During this debate, Galloway introduced A Plan of Union between the American Colonies and Britain. The Plan of Union called for the creation of a Colonial Parliament that would work hand-in-hand with the British Parliament. The British monarch would appoint a President General and the colonial assemblies would appoint delegates for a three-year term. Galloway’s plan was defeated in a 6-5 vote. Congress put aside the debate over Britain’s right to regulate trade and focused on the Continental Association.
Congress later returned to the discussion of Congress’s right to regulate trade and settled on the original suggested text by the Grand Committee and included it as Section 4 in the body’s Declaration of Rights and Grievances. Section four states the “the foundation of English liberty, and of all free government, is a right in the people to participate in their legislative council.”2 This allowed for Congress to move forward in their discussion and assert their right to participation in their government, but did not explicitly place limits on Parliament’s regulation of colonial trade.

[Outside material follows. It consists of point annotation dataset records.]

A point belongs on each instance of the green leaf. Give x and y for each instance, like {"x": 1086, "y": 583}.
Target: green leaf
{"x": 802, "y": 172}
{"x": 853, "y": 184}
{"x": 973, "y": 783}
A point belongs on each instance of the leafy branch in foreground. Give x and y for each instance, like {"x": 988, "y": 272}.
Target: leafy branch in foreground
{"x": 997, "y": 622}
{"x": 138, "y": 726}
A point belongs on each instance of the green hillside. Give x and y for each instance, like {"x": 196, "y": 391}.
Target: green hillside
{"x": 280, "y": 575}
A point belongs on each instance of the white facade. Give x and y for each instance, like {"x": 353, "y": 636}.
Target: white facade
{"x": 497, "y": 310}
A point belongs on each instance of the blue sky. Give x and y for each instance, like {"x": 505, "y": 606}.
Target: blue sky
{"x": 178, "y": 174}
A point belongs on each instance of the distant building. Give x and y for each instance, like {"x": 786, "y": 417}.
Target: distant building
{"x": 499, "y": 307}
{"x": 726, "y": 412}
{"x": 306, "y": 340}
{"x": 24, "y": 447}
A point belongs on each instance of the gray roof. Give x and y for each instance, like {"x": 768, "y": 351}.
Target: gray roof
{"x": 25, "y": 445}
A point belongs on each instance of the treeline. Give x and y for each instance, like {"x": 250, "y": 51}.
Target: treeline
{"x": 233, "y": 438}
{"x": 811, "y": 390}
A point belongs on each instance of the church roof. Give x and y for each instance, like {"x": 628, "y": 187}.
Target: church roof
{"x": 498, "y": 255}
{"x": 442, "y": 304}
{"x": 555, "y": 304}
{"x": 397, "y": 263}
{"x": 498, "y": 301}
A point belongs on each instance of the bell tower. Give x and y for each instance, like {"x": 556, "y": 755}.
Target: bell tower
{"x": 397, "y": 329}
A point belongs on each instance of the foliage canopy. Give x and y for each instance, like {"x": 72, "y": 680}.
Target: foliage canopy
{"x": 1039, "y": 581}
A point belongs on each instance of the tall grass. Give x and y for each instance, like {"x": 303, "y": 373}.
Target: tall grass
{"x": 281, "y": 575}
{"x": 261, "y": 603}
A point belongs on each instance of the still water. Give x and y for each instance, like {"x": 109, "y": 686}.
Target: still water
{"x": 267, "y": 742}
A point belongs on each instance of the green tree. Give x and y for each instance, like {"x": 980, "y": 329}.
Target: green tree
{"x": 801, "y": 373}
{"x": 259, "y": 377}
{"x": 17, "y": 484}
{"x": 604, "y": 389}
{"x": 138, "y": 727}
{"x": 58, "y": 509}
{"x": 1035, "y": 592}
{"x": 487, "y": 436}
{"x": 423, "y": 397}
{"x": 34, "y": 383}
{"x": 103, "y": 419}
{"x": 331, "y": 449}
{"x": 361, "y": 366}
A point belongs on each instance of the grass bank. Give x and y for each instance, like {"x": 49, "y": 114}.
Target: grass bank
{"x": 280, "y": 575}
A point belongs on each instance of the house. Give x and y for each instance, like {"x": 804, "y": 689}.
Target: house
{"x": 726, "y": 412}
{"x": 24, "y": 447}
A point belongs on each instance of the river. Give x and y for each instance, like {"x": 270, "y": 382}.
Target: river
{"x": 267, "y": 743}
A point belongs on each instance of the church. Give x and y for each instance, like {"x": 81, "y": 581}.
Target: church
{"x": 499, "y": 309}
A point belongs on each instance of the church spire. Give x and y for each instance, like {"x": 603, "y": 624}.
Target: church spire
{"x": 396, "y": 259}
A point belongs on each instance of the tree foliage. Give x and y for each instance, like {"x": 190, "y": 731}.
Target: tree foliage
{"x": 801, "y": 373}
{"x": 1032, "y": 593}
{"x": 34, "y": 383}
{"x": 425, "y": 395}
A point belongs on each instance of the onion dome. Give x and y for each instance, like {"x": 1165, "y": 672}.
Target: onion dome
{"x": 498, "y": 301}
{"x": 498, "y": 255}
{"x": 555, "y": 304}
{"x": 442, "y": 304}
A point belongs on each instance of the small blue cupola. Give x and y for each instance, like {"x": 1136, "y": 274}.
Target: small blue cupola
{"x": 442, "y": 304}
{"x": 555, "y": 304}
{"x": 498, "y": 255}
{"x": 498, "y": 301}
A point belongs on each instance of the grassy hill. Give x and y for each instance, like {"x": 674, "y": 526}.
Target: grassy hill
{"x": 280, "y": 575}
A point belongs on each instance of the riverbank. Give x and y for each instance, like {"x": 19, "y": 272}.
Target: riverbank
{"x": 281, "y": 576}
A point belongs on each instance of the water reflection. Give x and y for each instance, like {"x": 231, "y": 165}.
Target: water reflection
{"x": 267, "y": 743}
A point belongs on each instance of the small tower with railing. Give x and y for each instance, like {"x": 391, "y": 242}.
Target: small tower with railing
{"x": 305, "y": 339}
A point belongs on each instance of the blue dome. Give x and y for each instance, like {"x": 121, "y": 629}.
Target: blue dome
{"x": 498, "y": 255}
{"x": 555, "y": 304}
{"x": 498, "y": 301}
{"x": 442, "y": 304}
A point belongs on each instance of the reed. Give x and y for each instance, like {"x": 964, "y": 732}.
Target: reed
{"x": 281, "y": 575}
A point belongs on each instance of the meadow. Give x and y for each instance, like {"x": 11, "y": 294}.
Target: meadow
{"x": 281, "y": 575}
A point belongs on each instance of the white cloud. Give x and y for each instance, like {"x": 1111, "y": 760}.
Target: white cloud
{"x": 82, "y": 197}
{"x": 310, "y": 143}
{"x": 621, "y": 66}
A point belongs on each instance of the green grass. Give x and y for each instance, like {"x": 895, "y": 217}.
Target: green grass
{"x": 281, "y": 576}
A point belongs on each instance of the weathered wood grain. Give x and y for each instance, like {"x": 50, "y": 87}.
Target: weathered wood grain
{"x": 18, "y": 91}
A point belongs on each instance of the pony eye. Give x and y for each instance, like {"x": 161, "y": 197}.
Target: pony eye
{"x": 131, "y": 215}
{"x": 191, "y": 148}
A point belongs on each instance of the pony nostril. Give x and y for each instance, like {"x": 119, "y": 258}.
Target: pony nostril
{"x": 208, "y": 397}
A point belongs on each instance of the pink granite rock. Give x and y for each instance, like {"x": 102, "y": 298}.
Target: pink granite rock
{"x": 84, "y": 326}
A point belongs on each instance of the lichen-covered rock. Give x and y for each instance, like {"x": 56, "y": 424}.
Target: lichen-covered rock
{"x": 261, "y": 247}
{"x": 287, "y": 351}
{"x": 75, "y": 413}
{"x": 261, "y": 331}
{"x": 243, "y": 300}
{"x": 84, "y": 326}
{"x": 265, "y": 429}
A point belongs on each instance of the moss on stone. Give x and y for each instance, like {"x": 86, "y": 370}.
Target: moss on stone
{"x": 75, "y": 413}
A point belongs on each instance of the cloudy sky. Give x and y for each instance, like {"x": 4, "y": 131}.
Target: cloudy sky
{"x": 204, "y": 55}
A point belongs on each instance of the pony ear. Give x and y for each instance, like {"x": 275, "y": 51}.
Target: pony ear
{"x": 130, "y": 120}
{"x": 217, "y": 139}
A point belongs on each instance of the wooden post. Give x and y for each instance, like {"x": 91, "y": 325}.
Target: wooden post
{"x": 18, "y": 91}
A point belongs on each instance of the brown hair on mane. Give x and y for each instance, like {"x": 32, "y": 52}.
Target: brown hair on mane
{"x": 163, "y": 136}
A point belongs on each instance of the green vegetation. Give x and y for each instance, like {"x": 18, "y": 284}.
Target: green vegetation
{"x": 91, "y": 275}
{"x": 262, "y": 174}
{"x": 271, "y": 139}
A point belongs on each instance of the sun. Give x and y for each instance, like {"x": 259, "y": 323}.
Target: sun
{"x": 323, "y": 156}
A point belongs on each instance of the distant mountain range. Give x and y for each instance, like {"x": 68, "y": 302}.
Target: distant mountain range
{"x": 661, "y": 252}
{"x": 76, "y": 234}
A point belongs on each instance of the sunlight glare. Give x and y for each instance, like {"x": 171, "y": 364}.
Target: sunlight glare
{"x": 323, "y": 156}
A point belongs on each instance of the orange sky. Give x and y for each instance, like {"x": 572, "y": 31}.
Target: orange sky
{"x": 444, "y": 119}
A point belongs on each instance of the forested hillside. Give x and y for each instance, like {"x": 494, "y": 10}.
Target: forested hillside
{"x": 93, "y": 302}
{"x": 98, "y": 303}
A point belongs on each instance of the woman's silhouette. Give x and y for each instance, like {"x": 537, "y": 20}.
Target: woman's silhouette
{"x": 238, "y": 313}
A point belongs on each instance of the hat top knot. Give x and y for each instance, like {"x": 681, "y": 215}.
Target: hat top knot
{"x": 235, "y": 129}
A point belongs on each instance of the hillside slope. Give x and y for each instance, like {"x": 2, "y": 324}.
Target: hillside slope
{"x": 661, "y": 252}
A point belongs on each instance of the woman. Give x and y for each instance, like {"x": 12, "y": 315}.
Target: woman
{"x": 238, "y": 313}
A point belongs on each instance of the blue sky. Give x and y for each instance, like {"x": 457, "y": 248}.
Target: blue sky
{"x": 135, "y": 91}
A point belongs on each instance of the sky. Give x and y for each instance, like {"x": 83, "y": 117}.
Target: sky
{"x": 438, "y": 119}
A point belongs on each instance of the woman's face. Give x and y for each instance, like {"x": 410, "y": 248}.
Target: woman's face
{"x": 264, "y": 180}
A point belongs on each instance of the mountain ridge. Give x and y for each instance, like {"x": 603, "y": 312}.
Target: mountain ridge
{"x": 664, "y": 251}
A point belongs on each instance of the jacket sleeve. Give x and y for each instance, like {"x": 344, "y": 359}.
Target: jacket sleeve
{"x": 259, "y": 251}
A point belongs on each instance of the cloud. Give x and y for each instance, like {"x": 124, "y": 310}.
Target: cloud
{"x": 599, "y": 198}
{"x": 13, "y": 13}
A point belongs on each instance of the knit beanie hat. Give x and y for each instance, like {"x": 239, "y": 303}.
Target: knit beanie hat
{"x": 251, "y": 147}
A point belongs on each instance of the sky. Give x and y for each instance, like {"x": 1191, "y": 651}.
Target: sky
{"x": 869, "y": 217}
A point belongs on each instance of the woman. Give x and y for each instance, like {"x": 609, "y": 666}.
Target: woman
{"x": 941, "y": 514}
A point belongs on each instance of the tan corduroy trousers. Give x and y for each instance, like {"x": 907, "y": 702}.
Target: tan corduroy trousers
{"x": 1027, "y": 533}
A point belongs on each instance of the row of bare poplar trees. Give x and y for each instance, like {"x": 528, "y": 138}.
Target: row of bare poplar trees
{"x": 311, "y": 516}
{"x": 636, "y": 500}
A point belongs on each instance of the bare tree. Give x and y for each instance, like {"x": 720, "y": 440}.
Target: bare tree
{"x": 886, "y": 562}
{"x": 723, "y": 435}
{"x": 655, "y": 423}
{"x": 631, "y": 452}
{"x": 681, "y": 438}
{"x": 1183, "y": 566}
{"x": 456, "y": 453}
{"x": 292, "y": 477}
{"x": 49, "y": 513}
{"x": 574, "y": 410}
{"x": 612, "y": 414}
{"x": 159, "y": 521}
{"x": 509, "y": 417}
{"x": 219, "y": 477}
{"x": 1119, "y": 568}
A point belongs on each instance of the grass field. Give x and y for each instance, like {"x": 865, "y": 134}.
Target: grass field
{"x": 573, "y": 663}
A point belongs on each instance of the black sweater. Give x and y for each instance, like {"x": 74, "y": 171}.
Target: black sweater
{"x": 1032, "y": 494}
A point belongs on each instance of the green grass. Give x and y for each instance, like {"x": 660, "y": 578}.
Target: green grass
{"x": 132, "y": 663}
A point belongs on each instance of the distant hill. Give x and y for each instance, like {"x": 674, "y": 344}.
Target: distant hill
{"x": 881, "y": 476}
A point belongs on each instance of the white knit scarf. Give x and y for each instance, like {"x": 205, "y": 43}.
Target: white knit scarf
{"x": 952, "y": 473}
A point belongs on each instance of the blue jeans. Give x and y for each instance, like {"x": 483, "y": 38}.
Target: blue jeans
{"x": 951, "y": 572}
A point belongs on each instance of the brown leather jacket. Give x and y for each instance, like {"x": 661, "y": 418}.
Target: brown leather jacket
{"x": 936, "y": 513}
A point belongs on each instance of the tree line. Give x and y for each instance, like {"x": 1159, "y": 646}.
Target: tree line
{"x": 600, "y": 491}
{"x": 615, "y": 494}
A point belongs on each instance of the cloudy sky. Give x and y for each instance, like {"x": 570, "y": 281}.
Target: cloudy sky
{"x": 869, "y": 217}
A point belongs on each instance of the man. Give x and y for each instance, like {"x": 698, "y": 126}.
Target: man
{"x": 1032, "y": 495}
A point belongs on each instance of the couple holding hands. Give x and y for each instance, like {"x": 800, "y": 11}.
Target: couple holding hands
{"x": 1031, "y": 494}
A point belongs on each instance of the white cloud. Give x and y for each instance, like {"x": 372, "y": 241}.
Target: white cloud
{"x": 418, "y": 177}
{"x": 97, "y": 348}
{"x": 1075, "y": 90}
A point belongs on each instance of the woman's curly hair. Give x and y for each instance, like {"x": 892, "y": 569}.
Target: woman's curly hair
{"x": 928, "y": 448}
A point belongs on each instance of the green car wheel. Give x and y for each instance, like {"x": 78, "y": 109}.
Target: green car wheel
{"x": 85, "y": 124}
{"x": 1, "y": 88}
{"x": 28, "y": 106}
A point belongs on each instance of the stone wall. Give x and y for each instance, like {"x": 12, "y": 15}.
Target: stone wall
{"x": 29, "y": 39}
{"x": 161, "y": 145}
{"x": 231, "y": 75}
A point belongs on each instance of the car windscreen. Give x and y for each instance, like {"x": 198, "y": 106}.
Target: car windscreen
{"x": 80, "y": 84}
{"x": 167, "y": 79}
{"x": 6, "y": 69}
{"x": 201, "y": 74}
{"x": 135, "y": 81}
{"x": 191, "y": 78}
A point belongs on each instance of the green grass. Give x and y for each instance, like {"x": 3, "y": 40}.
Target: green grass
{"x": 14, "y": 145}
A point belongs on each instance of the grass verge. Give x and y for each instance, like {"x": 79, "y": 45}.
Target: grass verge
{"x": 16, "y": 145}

The First Continental Congress’s most fateful decision was to call for a Second Continental Congress to meet the following spring. Congress intended to give Britain time to respond to the Continental Association and discuss any developments at the Second Continental Congress. Washington went shopping for muskets and military apparel before leaving Philadelphia for Mount Vernon. Furthermore, he placed an order for a book on military discipline. Though war had not been declared and many delegates were still hoping for redress, there was no doubt that the American colonies and Britain were on the brink of conflict. Many delegates learned of the Battles of Lexington and Concord (April 19, 1775), in route to Philadelphia for the Second Continental Congress.